Ramona Krönke ist außer sich. Fährt zu Zaina ins Krankenhaus, dann zur Ausländerbehörde, will wissen, wer diese Entscheidung getroffen hat. „Die haben sich hinter dem Status als Behörde versteckt, um nicht persönlich verantwortlich zu sein“, sagt sie: „Aber sie hätten die Wahl gehabt, anders zu entscheiden.“
Einmalig sei dieser Vorgang, sagt Simone Tetzlaff vom Brandenburger Flüchtlingsrat: „Das Grundgesetz, das den Schutz der Familie garantiert, gilt auch für Flüchtlinge. Und selbst die Dublin-II-Verordnung, in der die Zuständigkeit der Staaten für die Asylverfahren geklärt ist, sieht vor, dass die Familien nicht auseinandergerissen werden sollen.“
Der Landrat schweigt
„Wir haben mit dem Vater vereinbart, dass die Mutter nach ein, zwei Tagen nachkommt“, sagt ein Sprecher des Landkreises – doch Zaina B., die nach der Abschiebung ihrer Familie einen Zusammenbruch erleidet, ist sechs Wochen später noch immer im Krankenhaus. Und weil jetzt die sogenannte Rücküberstellungsfrist ablief, wurde die Ausländerbehörde am Dienstag sogar im Krankenhaus vorstellig. Doch die Ärzte erklärten, dass Zaina an einer schweren Krankheit leide und nicht abgeschoben werden könne.

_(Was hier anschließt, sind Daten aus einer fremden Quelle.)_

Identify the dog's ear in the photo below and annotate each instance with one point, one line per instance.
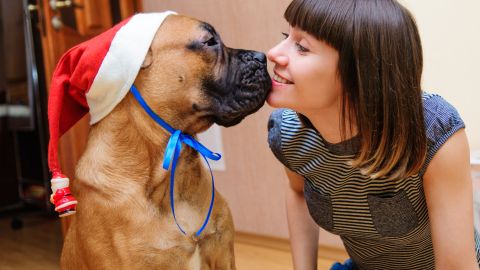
(148, 59)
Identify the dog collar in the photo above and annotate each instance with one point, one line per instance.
(174, 147)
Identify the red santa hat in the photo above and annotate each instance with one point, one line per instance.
(94, 77)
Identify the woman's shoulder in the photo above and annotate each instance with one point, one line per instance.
(441, 117)
(442, 120)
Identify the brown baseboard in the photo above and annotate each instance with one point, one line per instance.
(326, 252)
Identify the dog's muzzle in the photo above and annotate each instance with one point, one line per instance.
(242, 87)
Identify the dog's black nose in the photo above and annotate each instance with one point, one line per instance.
(260, 57)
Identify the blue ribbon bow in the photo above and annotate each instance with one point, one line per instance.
(174, 147)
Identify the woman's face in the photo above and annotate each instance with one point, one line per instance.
(305, 75)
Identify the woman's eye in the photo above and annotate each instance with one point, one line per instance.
(211, 42)
(301, 48)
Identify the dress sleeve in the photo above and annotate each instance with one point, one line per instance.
(275, 135)
(442, 120)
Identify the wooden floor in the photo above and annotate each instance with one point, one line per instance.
(37, 247)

Es sei doch nur eine „Rückführung in einen sicheren Drittstaat“ argumentiert nun die Behörde. Simone Tetzlaff vom Flüchtlingsrat nennt das zynisch. „Die meisten Tschetschenen fühlen sich in Polen nicht sicher. Dort operieren verschiedene tschetschenische Gruppierungen.“ Außerdem sei der Asylantrag der Familie in Polen bereits wie üblich abgelehnt worden, sagt Ramona Krönke. „Sie können also gleich nach Tschetschenien zurückgeschickt werden – eine Horrorvorstellung.“
Ramona Krönke hofft sehr, dass es Magomed im 600 Kilometer entfernten polnischen Lager gut geht. Der Zehnjährige hatte sich in Wandlitz wohl gefühlt, sagt sie, sogar im Verein Fußball gespielt. Die Schauspielerin hat einen Brief des Jungen auf ihrem Schreibtisch liegen. „Ramona“ steht darauf und „Magomed“. Dazwischen ist ein Herz gemalt.
Der Barnimer Landrat Bodo Ihrke (SPD) war am Mittwoch für eine Stellungnahme nicht erreichbar.